"Faire d'un rêve une réalité": Humeur, humour, coups de gueule et coups de soleil.
J’ai changé le nom de mon blog, qui s’appelle désormais « Jouer au monde ». C’est le titre d’un de mes manuscrits, écrit en 1992 et jamais publié, hélas, mais je n’ai pas dit mon dernier mot. Les deux personnages, Antoine et Marine, « jouent au monde », mais pas pour les mêmes raisons. Jouer au monde, c’est ça :
« On commence la journée en décidant que telle ou telle chose va se passer et on s’arrange pour qu’elle arrive. Ce peut être n’importe quoi : offrir des fleurs au président de la République, embrasser un CRS, déjeuner avec un clochard, collectionner un noir, un chinois et un arabe dans la même journée et arriver à boire un verre avec chacun d’eux ou mieux, avec les trois ensemble. Ce peut être plus simple : se rouler nu dans les feuilles mortes au parc Montsouris ou décider que la journée sera bleue. S’habiller en bleu, manger des plats bleus- pas facile, les plats bleus !- s’asperger d’Heure Bleue et déguster le soir un Blue-Gin ananas dans un bar où bien sûr n’officient que des chanteurs de blues. Jouer au Monde, petite Marine, c’est peut-être fuir la réalité comme on me l’a si souvent répété, mais c’est surtout embellir cette réalité pour mieux la supporter. Décider que le monde sera à son image ou ne sera pas, et refuser celles qui ne vous ressemblent pas… Toi, tu refuserais les signes extérieurs de richesse et t’attacherais aux signes intérieurs de détresse… »

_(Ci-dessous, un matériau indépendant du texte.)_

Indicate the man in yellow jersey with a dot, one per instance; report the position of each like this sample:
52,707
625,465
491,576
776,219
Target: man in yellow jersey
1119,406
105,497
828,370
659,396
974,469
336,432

J’ai toujours été intéressée par les possibilités de fuir ou transformer ce qui ne vous convient pas. Dans « Eloge de la fuite », Henri Laborit parle des fuites destructrices : maladies mentales ou physiques, drogues, suicides, violence. J’y ai repensé en lisant les articles sur le risque de schizophrénie chez les gros fumeurs de cannabis ayant commencé vers 14/15 ans. Le problème ne se posait pas quand n’existaient que des fumeurs festifs de plus de 18 ans. En effet, l’âge précoce favorise l’addiction, car les synapses qui contrôlent la dépendance aux substances psychostimulantes ne sont matures qu’après 18/20 ans, et l’addiction, surtout avec le cannabis surdosé d’aujourd’hui, augmente le risque de schizophrénie.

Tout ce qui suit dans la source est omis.